Considérant que le trouble de jouissance invoqué par monsieur N'Goran Yao Mathieu à l'appui de sa demande, ne tire pas son fondement de l'Arrêté attaqué, mais trouve son origine dans l'exécution de contrats de droit privé conclus entre le requérant et Noujaim Khalil;

Que dès lors, monsieur N'Goran Yao Mathieu qui dispose d'autres voies pour faire cesser ou sanctionner la voie de fait alléguée, n'est pas fondé à demander qu'il soit sursis à l'exécution de l'Arrêté n° 0196/MIE/CAB du 16 Octobre 2001 du Ministre des Infrastructures Economiques.

 

DECIDE

 

Article 1: La requête de monsieur N'Goran Yao Mathieu tendant au sursis à l'exécution de l'Arrêté n° 0196/MIE/CAB du 16 Octobre 2001 du Ministre des infrastructures Economiques est rejetée.
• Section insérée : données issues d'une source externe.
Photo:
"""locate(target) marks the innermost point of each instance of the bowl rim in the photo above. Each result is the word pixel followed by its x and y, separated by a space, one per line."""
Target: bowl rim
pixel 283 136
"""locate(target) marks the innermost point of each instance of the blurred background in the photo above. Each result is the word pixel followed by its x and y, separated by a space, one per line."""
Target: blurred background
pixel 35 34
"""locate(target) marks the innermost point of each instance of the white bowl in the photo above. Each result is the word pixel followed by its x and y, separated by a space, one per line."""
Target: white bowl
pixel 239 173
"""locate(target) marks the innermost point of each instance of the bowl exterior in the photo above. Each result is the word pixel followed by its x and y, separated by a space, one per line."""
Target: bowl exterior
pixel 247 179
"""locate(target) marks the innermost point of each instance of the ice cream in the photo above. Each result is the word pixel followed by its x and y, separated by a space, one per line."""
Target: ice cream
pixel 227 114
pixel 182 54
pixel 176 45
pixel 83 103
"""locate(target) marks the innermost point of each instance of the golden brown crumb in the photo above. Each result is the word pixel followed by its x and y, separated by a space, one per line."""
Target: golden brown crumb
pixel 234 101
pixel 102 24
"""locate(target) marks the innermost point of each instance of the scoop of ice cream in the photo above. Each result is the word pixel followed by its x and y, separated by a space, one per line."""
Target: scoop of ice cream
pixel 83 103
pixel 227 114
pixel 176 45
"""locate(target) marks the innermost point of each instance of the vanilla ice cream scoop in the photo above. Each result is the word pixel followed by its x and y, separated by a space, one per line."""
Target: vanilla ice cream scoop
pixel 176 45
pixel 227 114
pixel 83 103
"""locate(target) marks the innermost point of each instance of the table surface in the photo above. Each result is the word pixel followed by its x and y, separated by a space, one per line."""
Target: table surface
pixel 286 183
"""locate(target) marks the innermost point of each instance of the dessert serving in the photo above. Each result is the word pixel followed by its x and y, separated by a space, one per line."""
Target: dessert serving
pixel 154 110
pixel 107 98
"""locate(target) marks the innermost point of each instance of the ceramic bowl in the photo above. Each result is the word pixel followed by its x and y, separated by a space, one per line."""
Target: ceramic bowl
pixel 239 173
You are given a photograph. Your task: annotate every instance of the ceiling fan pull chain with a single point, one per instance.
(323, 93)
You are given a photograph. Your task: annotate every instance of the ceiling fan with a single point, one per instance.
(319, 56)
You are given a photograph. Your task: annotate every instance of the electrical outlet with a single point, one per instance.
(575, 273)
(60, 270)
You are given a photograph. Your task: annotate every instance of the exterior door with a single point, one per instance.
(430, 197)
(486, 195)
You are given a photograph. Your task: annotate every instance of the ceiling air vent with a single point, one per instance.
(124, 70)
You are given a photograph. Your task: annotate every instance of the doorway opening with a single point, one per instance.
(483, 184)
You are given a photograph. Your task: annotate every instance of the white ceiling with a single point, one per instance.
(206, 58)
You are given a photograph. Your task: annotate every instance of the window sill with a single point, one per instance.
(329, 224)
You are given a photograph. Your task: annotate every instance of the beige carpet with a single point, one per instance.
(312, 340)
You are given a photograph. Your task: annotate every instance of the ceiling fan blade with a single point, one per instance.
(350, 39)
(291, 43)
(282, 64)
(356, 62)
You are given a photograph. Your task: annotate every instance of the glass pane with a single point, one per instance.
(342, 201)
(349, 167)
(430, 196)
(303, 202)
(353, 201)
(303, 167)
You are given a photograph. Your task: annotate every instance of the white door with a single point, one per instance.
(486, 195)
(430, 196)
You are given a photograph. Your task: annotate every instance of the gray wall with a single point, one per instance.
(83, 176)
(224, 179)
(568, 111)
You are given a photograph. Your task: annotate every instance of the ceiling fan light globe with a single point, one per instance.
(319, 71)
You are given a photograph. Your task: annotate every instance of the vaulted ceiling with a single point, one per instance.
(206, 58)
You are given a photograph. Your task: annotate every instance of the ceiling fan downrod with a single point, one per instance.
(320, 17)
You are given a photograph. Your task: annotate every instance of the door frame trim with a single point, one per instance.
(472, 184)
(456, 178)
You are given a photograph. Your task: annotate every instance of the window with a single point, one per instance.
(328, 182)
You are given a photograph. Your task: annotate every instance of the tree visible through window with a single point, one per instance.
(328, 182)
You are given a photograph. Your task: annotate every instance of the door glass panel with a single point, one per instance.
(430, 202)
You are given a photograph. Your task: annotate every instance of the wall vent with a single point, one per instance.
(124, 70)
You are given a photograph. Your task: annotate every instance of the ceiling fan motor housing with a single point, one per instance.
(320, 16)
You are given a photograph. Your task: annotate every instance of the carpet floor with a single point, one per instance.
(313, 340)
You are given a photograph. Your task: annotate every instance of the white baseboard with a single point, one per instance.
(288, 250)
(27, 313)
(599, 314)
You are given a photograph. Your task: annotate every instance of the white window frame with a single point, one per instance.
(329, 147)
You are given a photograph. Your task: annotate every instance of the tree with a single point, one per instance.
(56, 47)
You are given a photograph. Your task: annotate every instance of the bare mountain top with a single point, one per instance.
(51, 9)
Article 2: La présente décision sera notifiée au Ministre des Infrastructures Economiques et une copie communiquée dans les vingt quatre heures au Ministère Public:

 

Ainsi jugé et prononcé par la Cour Suprême, Chambre Administrative, en son audience Publique ordinaire du TRENTE JUILLET DEUX MIL TROIS.

Où étaient présents: MM. AMANGOUA GEORGES, Président de la Chambre Administrative, Président-Rapporteur; AKA NOBA DENIS, BRIZOUA BI JEAN, Conseillers; Maitre NIBE T. Lambert, Secrétaire.

En foi de quoi, le présent arrêt a été signé par le Président et le Secrétaire.